Monsieur [D] [V] sera également condamné au paiement, en deniers ou quittances, d’une indemnité mensuelle d’occupation pour la période courant à compter du 06 avril 2025 jusqu’à la date de la libération effective et définitive des lieux. Au regard du montant du loyer et de la provision pour charge, cette indemnité mensuelle d’occupation sera fixée à la somme provisionnelle, à actualiser selon les dispositions du bail, de 600 euros (à la date du 05 février 2025) à compter de cette date.
— Sur les mesures accessoires :
En application de l’article 696 du Code de procédure civile, Monsieur [D] [V], partie perdante, supportera la charge des dépens, qui comprendront notamment le coût du commandement de payer, hormis sa dénonciation à la commission de coordination des actions de prévention des expulsions locatives effectuée de façon volontaire et non obligatoire, ainsi que le coût de l’assignation et de sa notification à la préfecture.
Monsieur [D] [V] supportera une indemnité de 300 euros sur le fondement de l’article 700 du code procédure civile.

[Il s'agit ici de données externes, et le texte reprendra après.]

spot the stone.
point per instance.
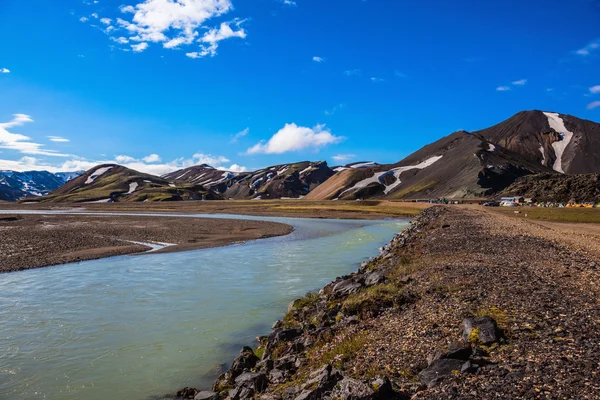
(257, 382)
(345, 288)
(277, 376)
(440, 369)
(187, 393)
(206, 396)
(352, 389)
(487, 330)
(374, 278)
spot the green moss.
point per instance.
(373, 299)
(345, 349)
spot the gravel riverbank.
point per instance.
(33, 241)
(463, 304)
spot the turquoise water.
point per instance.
(138, 327)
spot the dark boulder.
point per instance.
(374, 278)
(345, 288)
(207, 396)
(187, 393)
(440, 369)
(352, 389)
(482, 330)
(257, 382)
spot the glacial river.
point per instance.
(141, 327)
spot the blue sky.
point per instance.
(251, 83)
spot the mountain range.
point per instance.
(461, 165)
(19, 185)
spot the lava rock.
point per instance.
(487, 329)
(207, 396)
(352, 389)
(345, 288)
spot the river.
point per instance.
(140, 327)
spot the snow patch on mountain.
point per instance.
(96, 174)
(557, 123)
(376, 178)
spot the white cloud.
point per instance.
(237, 168)
(79, 164)
(22, 143)
(177, 23)
(353, 72)
(335, 109)
(592, 46)
(138, 48)
(343, 157)
(214, 36)
(120, 40)
(593, 105)
(240, 134)
(293, 138)
(152, 158)
(58, 139)
(122, 159)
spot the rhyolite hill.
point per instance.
(463, 164)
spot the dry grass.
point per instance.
(587, 215)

La présente décision est de plein droit exécutoire à titre provisoire.
PAR CES MOTIFS
Statuant en qualité de juge des contentieux de la protection, publiquement, en référé, par ordonnance mise à disposition au greffe, contradictoire et en premier ressort :
CONSTATONS, à la date du 05 avril 2025, l’acquisition de la clause résolutoire figurant au bail conclu le 19 décembre 2022 et liant Madame [I] [R] [Z] épouse [M] et Monsieur [Y] [M] à Monsieur [D] [V], concernant le bien à usage d’habitation, situé [Adresse 6][Adresse 5] et le parking en sous-sol n°27, le parking aérien n°218 et le cellier n°C53 en sous-sol ;
REJETONS la demande de suspension des effets de cette clause ;
ORDONNONS en conséquence à Monsieur [D] [V] de libérer les lieux, avec restitution des clés, dès la signification de la présente ordonnance ;
DISONS qu’à défaut pour Monsieur [D] [V] d’avoir volontairement libéré les lieux et restitué les clés dans ce délai, Madame [I] [R] [Z] épouse [M] et Monsieur [Y] [M] pourront, deux mois après la signification d’un commandement de quitter les lieux, faire procéder à son expulsion ainsi qu’à celle de tous occupants de son chef, y compris le cas échéant avec le concours d’un serrurier et de la force publique ;
RAPPELONS que le sort des meubles en cas d’expulsion est régi par les articles L.433-1, L.433-2 et R.433-1 et suivants du code des procédures civiles d’exécution ;
FIXONS à titre provisionnel à compter de la date d’effet de la résiliation du bail une indemnité d’occupation équivalente au montant du loyer révisable selon les conditions contractuelles augmenté de la provision sur charges (600 euros par mois à la date du 05 février 2025) ;
CONDAMNONS Monsieur [D] [V] à payer à Madame [I] [R] [Z] épouse [M] et Monsieur [Y] [M] à titre provisionnel, en deniers ou quittances, la somme de 7.670 euros, au titre de l’arriéré de loyers, de charges au 05 février 2025, date du commandement de payer (décompte arrêté au 31 décembre 2024) ;
CONDAMNONS Monsieur [D] [V] à payer à Madame [I] [R] [Z] épouse [M] et Monsieur [Y] [M] à titre provisionnel, en deniers ou quittances, les loyers et charges dus, entre le 1er janvier et le 05 avril 2025 ;
CONDAMNONS Monsieur [D] [V] à payer à Madame [I] [R] [Z] épouse [M] et Monsieur [Y] [M] à titre provisionnel, en deniers ou quittances, des indemnités d’occupation continuant à courir à compter du 06 avril 2025 jusqu’à la libération effective des lieux ;
CONDAMNONS Monsieur [D] [V] aux dépens, qui comprendront notamment le coût du commandement de payer, hormis sa dénonciation à la commission de coordination des actions de prévention des expulsions locatives, ainsi que le coût de l’assignation et de sa notification à la préfecture ;
CONDAMNONS Monsieur [D] [V] à payer à Madame [I] [R] [Z] épouse [M] et Monsieur [Y] [M] la somme de 300 euros au titre de l’article 700 du code de procédure civile ;
REJETONS les plus amples demandes des parties ;
RAPPELONS que la présente ordonnance est de plein droit exécutoire à titre provisoire ;
Ainsi jugé et mis à disposition, les jour, mois et an susdits.